All of us will stumble upon someone dying. Technically speaking, life itself is both sexually transmitted and terminal. But as we meet those transferring from this life to another, it’s important to remember: this is not about you. It’s about the person with the illness. If you are a friend you will need to get over your discomfort or get out of the way. Those dying really don’t want to console their visitors. For those suffering, romantic conceptions of the battle and gallant heroes riding to save day rarely come. No one visiting someone’s personal battlefield should ever regard life in quite the same fashion as before. Doing otherwise catapults one to being worse than the enemy.

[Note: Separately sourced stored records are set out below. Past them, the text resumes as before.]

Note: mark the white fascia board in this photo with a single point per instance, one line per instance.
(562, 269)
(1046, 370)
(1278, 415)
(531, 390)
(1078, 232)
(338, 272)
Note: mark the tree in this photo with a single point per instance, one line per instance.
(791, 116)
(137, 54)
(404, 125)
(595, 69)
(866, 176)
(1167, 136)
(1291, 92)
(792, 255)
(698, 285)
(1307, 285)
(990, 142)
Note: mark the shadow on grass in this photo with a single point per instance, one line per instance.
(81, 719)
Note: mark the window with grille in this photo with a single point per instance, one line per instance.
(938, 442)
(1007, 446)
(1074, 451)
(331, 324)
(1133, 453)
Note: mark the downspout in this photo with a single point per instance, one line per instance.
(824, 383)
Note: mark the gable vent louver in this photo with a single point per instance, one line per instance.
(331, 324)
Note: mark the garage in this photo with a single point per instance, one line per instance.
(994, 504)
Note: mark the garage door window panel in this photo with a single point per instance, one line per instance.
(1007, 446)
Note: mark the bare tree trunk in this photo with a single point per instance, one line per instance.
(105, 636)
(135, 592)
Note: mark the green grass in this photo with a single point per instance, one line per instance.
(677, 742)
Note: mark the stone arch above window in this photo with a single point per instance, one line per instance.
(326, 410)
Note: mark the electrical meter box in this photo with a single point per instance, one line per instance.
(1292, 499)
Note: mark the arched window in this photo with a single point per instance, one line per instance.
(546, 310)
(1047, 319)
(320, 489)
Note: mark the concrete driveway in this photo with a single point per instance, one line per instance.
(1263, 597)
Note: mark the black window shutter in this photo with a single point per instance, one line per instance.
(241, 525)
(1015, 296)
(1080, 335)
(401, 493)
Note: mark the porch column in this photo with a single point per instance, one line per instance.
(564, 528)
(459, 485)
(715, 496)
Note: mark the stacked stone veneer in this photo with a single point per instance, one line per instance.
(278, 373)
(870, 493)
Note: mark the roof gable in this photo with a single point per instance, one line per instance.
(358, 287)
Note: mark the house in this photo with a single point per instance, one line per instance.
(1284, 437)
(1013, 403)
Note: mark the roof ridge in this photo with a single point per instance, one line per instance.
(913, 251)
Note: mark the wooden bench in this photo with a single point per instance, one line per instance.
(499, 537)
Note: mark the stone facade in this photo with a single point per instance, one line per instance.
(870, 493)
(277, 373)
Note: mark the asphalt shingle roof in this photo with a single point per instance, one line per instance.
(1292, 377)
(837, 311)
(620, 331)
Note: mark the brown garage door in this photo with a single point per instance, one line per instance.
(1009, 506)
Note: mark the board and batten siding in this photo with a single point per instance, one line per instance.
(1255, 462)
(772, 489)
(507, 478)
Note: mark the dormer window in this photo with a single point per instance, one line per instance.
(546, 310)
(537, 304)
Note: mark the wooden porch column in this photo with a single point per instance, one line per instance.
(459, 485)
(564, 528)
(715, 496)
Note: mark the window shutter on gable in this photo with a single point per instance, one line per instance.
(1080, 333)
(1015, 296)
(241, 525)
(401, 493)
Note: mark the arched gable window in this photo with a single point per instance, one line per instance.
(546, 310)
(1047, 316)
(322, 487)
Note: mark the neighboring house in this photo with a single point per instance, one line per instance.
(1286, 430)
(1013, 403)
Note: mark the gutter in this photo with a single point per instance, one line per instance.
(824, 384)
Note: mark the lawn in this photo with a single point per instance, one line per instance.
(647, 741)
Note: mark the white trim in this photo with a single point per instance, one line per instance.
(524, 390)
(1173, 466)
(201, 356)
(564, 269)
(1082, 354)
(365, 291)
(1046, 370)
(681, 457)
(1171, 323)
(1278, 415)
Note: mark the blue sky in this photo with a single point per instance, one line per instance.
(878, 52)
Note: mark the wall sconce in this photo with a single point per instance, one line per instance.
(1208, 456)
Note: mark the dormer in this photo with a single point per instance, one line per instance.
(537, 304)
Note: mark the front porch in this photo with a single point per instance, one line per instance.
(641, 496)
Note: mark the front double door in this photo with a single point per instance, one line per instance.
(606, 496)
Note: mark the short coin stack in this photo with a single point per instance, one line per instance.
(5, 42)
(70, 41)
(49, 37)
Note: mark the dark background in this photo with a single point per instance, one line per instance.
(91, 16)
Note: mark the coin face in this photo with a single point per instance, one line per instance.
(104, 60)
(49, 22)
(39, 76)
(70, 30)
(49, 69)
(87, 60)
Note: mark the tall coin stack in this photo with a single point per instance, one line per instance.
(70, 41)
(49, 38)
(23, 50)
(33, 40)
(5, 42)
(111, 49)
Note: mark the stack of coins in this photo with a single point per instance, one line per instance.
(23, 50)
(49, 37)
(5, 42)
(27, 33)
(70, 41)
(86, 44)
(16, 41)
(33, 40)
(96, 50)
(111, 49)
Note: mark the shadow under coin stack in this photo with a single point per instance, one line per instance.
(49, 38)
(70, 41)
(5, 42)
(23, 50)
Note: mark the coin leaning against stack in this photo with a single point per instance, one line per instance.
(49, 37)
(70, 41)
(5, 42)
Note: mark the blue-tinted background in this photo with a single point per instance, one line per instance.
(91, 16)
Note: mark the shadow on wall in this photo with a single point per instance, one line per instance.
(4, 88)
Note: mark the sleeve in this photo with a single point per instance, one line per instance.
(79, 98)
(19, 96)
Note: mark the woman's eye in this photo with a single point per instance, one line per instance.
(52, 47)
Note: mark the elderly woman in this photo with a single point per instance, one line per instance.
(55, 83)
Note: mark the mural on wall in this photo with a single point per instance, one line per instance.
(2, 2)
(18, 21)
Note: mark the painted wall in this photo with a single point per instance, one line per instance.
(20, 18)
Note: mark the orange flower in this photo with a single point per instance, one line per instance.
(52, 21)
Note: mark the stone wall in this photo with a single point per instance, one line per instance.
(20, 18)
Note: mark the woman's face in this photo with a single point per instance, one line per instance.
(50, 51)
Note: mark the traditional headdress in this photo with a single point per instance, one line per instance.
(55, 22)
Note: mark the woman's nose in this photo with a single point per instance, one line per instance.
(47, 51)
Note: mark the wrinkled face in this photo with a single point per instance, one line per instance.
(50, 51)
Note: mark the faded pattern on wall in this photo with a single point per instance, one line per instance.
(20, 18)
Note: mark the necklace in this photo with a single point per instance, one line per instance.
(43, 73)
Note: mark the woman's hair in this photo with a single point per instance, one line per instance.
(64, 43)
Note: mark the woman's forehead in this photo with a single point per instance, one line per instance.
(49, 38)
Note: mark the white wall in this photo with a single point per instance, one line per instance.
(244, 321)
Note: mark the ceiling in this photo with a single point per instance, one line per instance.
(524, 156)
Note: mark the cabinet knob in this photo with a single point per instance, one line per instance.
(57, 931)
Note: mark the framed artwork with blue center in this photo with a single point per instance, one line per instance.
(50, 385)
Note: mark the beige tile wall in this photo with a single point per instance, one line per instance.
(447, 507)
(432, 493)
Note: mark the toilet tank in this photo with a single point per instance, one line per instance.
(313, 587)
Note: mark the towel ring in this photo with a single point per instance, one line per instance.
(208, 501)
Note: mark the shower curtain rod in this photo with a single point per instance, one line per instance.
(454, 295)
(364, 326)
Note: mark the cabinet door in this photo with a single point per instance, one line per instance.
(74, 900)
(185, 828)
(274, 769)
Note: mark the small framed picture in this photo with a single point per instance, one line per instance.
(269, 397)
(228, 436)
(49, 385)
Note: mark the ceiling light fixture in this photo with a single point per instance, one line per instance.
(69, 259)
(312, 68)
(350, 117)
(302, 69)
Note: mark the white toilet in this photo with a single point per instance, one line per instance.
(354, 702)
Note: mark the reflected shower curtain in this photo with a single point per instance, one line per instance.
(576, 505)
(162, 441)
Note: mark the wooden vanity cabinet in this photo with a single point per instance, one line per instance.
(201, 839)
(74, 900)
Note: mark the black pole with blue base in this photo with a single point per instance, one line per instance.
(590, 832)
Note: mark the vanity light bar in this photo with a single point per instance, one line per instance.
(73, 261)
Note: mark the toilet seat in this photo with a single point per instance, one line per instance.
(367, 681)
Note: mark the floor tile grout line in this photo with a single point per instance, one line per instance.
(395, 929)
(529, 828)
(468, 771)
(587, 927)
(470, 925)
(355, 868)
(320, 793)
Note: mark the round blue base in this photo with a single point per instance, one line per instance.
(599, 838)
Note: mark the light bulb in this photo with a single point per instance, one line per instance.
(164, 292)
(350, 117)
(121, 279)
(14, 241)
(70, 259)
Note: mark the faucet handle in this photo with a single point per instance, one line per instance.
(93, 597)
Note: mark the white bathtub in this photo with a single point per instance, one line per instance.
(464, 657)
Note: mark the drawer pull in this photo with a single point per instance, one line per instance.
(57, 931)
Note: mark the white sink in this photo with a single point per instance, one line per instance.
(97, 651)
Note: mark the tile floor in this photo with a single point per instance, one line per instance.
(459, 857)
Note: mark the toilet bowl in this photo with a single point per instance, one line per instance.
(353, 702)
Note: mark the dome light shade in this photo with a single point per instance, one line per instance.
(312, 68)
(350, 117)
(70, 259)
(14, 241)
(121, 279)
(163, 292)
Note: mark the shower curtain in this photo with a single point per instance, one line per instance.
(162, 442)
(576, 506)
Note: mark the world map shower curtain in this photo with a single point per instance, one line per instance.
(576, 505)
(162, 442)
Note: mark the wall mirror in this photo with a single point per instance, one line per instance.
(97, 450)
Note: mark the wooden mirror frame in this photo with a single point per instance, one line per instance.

If I can be so bold as to speak for others, being a compassionate and caring friend does not require personal experience identical to what I am living. Don’t disappear. Sure I represent your fear, but I also represent God’s love. Check in with me. Remind me that I’ve not been forgotten. Remind me that I’m your friend.

I will close with an excerpt from When Bad Things Happen to Good People by Harold S. Kushner:

“Life is not fair. The wrong people get sick and the wrong people get robbed and the wrong people get killed in wars and in accidents. Some people see life’s unfairness and decide, ‘There is no God; the world is noting but chaos.’ Others see the same unfairness and ask themselves, ‘Where do I get my sense of what is fair and what is unfair? Where do I get my sense of outrage and indignation, my instinctive response of sympathy when I read in the paper about a total stranger who has been hurt by life? Don’t I get these things from God? Doesn’t He plant in me a little bit of His own divine outrage at injustice and oppression, just as He did for the prophets of the Bible? Isn’t my feeling of compassion for the afflicted just a reflection of the compassion He feels when He sees the suffering of His creatures?’ Our responding to life’s unfairness with sympathy and with righteous indignation, God’s compassion and God’s anger working through us, may be the surest proof of all of God’s reality.”

As Quincy Adams wrote, “Time and the seasons have nearly destroyed it; its roof is pretty well worn out.  Its walls are much shattered, and it trembles with every wind.”

But I my friends … I am having a great day.